For this reason, Lockheed's reliance on United States v. Coopers Lybrand, 550 F.2d 615 (10th Cir. 1977), is also misplaced. There, the Tenth Circuit expressed concern that the Government was "for the mere sake of its convenience, impos[ing] unnecessary burdens on a taxpayer in conducting an audit or investigation." Id. at 621. Here quite the opposite situation arises. The EEOC is attempting to locate relevant information so that subsequent requests for information are tailored accordingly and the company will not have to respond to overly burdensome requests. Indeed, it is cases like Coopers Lybrand and Ford Motor Credit that may have prompted the EEOC to adopt its present approach of first seeking information on computerized personnel data. This approach ensures the Commission misses no relevant data, while minimizing the burden on the employer and the extent to which it must provide irrelevant information to the EEOC.

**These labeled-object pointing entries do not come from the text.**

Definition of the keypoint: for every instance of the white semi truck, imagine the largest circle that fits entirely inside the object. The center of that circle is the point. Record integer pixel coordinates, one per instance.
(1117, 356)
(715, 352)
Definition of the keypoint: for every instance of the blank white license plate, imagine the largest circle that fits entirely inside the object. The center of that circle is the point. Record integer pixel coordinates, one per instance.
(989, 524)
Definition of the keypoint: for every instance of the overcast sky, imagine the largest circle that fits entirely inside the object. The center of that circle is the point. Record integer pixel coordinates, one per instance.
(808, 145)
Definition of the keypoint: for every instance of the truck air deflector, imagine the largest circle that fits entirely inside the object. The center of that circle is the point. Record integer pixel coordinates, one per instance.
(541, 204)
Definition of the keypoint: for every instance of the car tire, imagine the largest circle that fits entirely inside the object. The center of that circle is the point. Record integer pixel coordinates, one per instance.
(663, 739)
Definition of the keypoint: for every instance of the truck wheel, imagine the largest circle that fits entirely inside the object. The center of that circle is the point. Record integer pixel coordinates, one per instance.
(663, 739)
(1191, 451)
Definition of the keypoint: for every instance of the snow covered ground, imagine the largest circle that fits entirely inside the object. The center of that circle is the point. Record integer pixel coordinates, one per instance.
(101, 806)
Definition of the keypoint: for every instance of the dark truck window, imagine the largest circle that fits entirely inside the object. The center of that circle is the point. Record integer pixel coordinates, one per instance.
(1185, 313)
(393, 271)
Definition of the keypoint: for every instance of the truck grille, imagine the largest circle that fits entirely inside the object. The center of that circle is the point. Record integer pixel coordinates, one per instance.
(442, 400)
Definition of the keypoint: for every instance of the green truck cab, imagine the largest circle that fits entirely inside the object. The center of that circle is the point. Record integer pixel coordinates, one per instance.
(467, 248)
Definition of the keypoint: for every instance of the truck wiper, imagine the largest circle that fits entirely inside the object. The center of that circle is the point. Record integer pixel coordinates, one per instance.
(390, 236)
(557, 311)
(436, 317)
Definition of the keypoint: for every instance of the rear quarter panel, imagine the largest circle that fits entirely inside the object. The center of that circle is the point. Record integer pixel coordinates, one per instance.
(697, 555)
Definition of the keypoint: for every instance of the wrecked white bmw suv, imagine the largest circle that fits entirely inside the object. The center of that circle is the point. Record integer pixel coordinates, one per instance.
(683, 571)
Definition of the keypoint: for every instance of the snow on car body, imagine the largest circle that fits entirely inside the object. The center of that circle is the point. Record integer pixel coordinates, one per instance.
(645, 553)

In sum, in asking Lockheed to identify what computerized personnel files it had maintained, the EEOC subpoenaed relevant information, i.e., information that affords it an opportunity to determine what material "might cast light on the allegations against the employer." Shell Oil, 466 U.S. at 69. Accordingly, the district court's order enforcing the subpoena is
Indeed, in Shell Oil itself, the lower courts, in rulings not appealed to the Supreme Court, held that the EEOC had the authority to subpoena information "regarding the existence of personnel data on computer file." Shell Oil v. EEOC, 676 F.2d 322, 324 n. 2, 326 (8th Cir. 1982).